When a Roju had an official title (for example, XX kami or XX taifu), use of the same title by other persons was voluntarily avoided. When a person was appointed to Roju, the daimyo and the hatamoto who possessed the same official title as that of the new Roju, except those whose shikoseki (waiting room) was Oroka (a big corridor), Ohiroma (a big hall), or Tamarinoma (literally, a gathering-together hall), changed their official titles voluntarily. When a Roju talked to another Roju, the name and title 'XX dono,' with the official name inserted into them, was used.

It is said that their working hours were around four hours.

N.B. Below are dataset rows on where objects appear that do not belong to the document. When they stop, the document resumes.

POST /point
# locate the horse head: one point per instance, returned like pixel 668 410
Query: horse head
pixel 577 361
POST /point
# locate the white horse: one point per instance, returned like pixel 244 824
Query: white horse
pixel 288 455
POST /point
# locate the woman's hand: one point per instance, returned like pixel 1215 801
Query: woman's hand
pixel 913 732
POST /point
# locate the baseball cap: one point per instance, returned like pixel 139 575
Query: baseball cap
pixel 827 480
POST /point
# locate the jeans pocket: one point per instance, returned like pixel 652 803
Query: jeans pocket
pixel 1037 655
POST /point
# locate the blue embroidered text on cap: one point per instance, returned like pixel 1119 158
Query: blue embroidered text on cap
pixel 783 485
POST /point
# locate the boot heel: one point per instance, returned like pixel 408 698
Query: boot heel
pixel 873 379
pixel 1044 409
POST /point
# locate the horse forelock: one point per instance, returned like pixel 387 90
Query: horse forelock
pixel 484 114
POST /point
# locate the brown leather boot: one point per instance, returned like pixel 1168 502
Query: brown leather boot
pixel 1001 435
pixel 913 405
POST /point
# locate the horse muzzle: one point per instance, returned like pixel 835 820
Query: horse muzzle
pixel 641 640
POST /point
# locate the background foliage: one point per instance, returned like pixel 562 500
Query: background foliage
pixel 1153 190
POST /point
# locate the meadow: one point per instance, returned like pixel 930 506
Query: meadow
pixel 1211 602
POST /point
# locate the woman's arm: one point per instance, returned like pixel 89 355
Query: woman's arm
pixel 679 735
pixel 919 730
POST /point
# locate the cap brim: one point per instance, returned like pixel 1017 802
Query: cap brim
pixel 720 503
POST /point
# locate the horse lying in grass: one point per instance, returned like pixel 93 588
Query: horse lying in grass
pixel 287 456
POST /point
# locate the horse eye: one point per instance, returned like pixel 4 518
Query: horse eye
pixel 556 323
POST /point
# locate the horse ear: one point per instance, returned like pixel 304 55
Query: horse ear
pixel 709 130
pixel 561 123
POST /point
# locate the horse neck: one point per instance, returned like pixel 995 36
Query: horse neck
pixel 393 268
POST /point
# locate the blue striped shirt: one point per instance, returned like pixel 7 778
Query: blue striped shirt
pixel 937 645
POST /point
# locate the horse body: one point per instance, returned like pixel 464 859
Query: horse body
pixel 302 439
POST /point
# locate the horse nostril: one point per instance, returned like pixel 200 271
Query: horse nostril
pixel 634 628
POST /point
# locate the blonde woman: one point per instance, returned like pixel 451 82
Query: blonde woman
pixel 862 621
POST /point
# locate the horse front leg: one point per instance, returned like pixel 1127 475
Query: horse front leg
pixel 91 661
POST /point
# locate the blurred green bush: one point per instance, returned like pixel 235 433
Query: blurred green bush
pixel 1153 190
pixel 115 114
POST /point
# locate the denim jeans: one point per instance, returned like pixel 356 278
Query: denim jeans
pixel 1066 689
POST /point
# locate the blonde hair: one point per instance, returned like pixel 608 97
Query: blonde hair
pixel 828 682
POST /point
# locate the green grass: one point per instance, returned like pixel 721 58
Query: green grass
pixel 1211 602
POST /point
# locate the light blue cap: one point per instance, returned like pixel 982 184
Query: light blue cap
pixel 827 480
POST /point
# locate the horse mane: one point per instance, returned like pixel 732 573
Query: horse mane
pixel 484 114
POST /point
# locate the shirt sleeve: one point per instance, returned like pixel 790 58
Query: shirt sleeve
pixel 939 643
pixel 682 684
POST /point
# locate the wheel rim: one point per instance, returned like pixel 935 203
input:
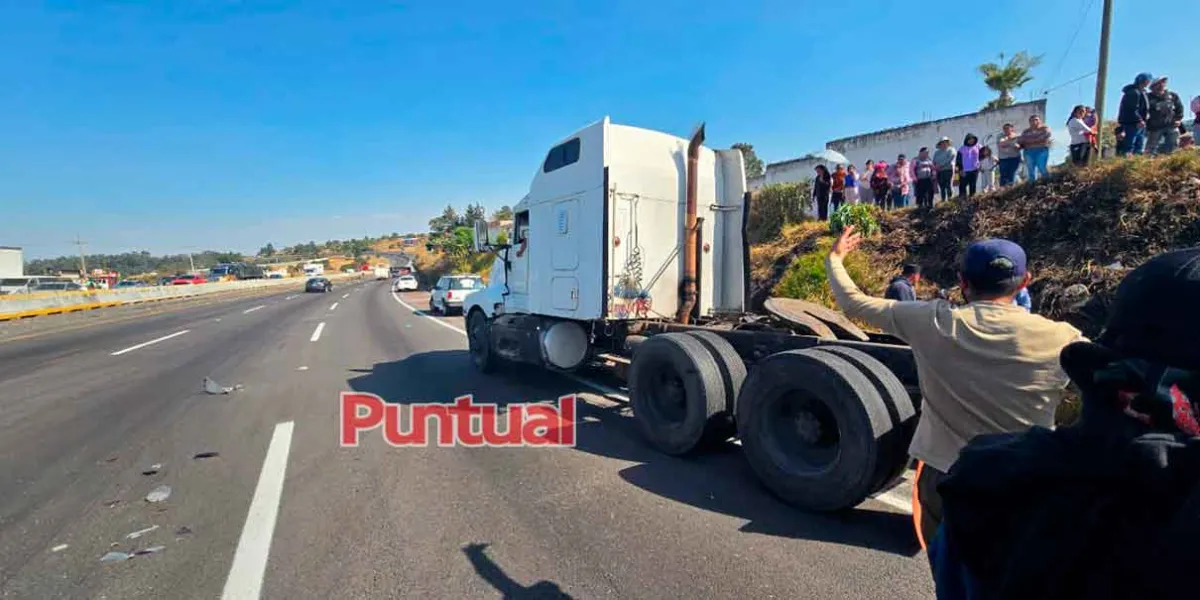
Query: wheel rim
pixel 802 433
pixel 478 340
pixel 666 397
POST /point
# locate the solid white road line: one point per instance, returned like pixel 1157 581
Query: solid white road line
pixel 894 499
pixel 245 579
pixel 143 345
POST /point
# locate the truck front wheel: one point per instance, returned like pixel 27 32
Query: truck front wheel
pixel 479 342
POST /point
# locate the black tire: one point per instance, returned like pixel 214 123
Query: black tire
pixel 677 393
pixel 733 376
pixel 900 409
pixel 479 343
pixel 811 426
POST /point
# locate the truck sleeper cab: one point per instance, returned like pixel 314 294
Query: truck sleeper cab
pixel 605 265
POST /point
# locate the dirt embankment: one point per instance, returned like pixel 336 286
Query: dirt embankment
pixel 1081 228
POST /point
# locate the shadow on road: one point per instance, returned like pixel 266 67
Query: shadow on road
pixel 507 586
pixel 719 480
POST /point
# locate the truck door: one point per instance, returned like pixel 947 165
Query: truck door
pixel 519 265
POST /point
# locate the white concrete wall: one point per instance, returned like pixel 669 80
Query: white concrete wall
pixel 886 145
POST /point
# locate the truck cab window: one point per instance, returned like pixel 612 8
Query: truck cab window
pixel 521 226
pixel 568 153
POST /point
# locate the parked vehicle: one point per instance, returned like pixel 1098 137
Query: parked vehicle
pixel 318 285
pixel 189 279
pixel 449 292
pixel 59 286
pixel 235 271
pixel 643 268
pixel 33 283
pixel 405 283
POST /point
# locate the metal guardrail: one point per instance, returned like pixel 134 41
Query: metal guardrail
pixel 18 306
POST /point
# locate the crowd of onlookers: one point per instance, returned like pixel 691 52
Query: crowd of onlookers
pixel 1150 120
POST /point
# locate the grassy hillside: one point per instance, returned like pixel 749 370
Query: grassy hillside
pixel 1083 231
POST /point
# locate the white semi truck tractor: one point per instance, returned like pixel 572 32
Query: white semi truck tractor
pixel 630 251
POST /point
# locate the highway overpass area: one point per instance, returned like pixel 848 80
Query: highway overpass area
pixel 255 497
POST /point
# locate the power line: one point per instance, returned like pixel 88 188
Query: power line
pixel 1066 53
pixel 1085 76
pixel 83 262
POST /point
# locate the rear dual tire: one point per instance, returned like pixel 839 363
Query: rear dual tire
pixel 683 389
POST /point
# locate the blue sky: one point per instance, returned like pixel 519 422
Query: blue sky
pixel 219 124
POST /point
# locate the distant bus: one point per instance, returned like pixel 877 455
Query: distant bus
pixel 235 271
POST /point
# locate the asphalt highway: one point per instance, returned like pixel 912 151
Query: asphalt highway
pixel 265 503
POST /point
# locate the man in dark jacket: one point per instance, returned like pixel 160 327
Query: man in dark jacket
pixel 1133 114
pixel 901 287
pixel 1164 120
pixel 1108 508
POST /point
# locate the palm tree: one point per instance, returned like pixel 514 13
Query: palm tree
pixel 1006 77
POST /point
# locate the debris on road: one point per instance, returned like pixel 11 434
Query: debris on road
pixel 159 493
pixel 214 388
pixel 139 533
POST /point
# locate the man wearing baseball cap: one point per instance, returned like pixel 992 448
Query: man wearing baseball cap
pixel 985 367
pixel 1108 507
pixel 1133 113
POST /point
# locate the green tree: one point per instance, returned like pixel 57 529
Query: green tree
pixel 754 165
pixel 1003 77
pixel 473 213
pixel 503 214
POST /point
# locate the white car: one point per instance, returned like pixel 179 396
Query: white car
pixel 403 283
pixel 450 291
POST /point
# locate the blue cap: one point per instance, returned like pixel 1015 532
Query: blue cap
pixel 989 262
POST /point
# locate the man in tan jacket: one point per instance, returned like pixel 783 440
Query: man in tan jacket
pixel 984 367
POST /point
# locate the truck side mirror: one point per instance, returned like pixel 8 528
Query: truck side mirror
pixel 480 237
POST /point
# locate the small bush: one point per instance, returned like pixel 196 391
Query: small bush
pixel 774 207
pixel 807 277
pixel 863 216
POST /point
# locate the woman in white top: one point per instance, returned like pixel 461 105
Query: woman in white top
pixel 1081 136
pixel 988 165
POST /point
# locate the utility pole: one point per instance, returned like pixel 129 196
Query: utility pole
pixel 1102 75
pixel 83 263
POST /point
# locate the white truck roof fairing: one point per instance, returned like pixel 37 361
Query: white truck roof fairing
pixel 606 215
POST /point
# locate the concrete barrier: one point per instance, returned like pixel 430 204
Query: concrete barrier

Ordinarily, Roju came to the Edo castle at around 10 AM and left there at around 2 PM.

Roju resided mostly around the Nishinomaru (the western compound of the Edo castle) (the present outer garden of the Imperial Palace).

Roju in domains

In domains, the post which was equivalent to Karo (the chief retainer) was sometimes called Roju. For example, when it is found that 'Roju' was written in an application form, it is necessary to conduct historical investigations to determine whether it indicated Karo under a lord or Roju at the bakufu.